An issue I’ve come across in my work, and noticed with other VR projects, is that sometimes players will lose track of the application’s purpose if given enough freedom and things to interact with. Players that are new to virtual reality are more prone to it, since they are simply learning the controls. Sometimes they will find an aspect of the game that the developers added as a minor addition to be the focal point of a demonstration or game. Examples of these can be found across the industry. One such example would be a game like DayZ. It started as a mod for ARMA II, but users played it drastically more than the base game. I mention this topic because similar issues have appeared in Food Fight. Sometimes players will play with food rather than throw it directly at the enemy. This is elevated when power-ups come into play. We’ve already implemented some features to offset this, but it’s good to investigate what is causing this for future versions of the game.
Food Fight focuses on interacting solely with the food with few other interaction elements. However, with the use of power-ups, players can extend food interaction. Power-ups appear when players eat three healthy items in a row. There are three power-ups currently:
Player can make contact and punch food away from them.
Attracts a single food item that can be shot on a trigger.
Fires water particles that can hit food and knock it away from the player.
In addition, there is a main menu on the left hand that players can use to reset levels and return to the main menu. One of the biggest improvements we recently made to the game was to add a target practice level. In this level players can practice throwing food at targets that vary in distance. This has served as a decent tutorial for throwing mechanics in the game and by the time the player faces the food goblin, they don’t have to play around as much to figure out how food is thrown.
An issue we are currently facing is one with power-ups.
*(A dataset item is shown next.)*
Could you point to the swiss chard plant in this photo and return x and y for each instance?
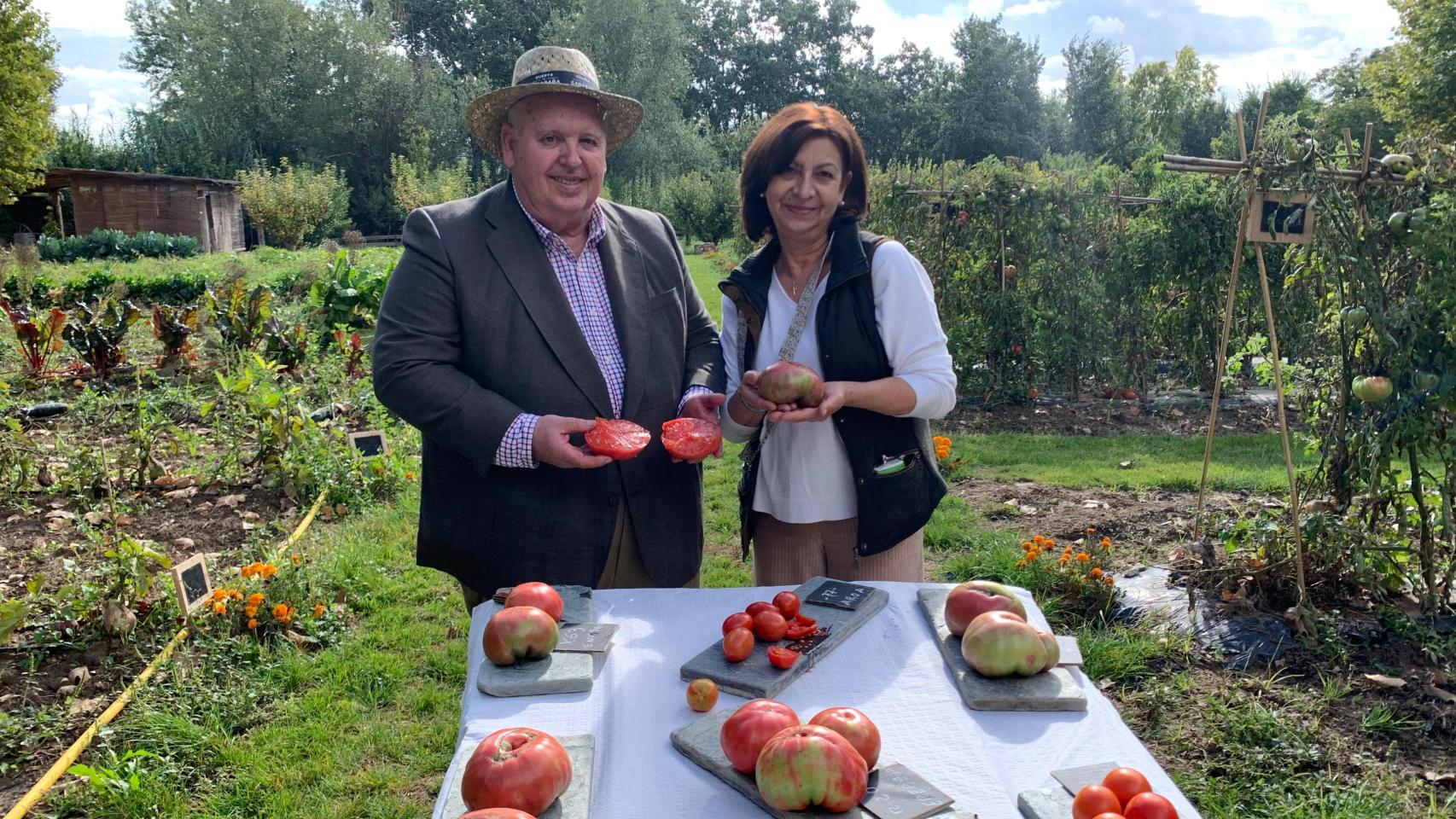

It is fairly easy to obtain power-ups at the moment. So much that you will always have one available if you are gobbling up healthy food at every chance you get. Players now expect power-ups, and since they are so powerful, the player is free to mess around the level and bounce food around as they see fit, detracting from how the game was meant to be played. The solution to the power-up issue? Make them more worthwhile and have them feel like they are a reward. They need to be spaced out more so that they only appear once or twice in a single level.
Now players don’t have the crutch of the power-ups and must focus on defeating the enemy to survive. When the power-up appears it will give them a quick reprieve, or if the difficulty is high, allow them to overtake the enemy. Gameplay would once again focus on the simple interaction of throwing/catching the food. Additionally, more power-ups need to be added. We have discussed adding a slingshot and laser sword. Having five or more would be enough variation for the player to not get used to them early on in the game and will keep them guessing.
As we add more features to Food Fight we’ll need to keep track of how distracting it is for the player. Deviating from game-play can derail a convention demo or even a full game.